Une fois de plus, l’urgence évoquée d’une intervention militaire sert à éviter le débat et permet d’avancer des objectifs qui évoluent au fil du temps. En effet l’intervention a été justifiée pour stopper l’avancée des djihadistes. Aujourd’hui on voit bien que l’objectif initial atteint, un nouveau apparaît désormais : on parle « d’éradiquer les islamistes, de sécuriser l’Etat malien », ce qui permet à la diplomatie française d’avoir toutes les marges de manœuvre. (...)
Notre position va à l’encontre d’une quasi union nationale. Certains ont pu se laisser envahir par une émotion tout à fait légitime face à la barbarie des djihadistes et la souffrance des populations, mais, dès maintenant les choses deviennent plus claires, on nous explique que la guerre sera longue coûteuse et dure.
La France qui est la source des problèmes ne peut être la solution.

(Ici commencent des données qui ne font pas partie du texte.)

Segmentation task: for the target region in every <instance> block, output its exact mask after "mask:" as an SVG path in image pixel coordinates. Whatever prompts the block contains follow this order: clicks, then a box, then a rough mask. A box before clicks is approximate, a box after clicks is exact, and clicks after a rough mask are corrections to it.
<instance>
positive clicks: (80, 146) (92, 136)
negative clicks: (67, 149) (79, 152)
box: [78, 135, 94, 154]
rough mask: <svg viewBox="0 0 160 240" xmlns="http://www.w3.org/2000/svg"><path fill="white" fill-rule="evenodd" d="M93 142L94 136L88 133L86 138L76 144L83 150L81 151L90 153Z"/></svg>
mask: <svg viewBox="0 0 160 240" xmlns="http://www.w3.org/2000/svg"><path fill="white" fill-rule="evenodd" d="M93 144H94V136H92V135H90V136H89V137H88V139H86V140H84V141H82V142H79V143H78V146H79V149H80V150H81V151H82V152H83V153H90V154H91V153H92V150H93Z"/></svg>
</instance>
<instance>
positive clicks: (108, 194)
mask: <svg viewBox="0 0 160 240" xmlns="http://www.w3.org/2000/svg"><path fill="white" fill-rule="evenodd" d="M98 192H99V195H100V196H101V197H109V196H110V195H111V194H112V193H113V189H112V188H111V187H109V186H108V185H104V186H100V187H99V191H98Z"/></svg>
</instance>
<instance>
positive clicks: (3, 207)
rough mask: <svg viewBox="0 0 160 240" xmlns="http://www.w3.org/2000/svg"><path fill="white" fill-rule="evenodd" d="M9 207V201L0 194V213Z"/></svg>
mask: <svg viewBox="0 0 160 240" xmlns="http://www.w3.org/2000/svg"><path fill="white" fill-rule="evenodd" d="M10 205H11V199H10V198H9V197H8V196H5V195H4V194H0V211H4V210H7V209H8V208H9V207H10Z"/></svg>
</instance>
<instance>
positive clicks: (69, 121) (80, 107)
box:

En effet la France qui depuis l’indépendance des Etats africains n’a eu de cesse de soutenir les pires dictatures, les pires massacres, les pires guerres, qui est impliquée dans le génocide du Rwanda, n’est certainement pas la mieux placée pour défendre les droits des peuples en Afrique.
Nous ne pouvons que dénoncer la Françafrique, son soutien aux dictateurs, le fait que Hollande reçoive les Bongo, les Déby, les Compaoré, le fait qu’elle n’ait pas prononcé une seule protestation contre les violences des forces de répression au Togo à l’encontre des manifestants.
Nous devons réaffirmer notre solidarité avec les forces progressistes africaines et maliennes qui s’opposent à l’intervention française.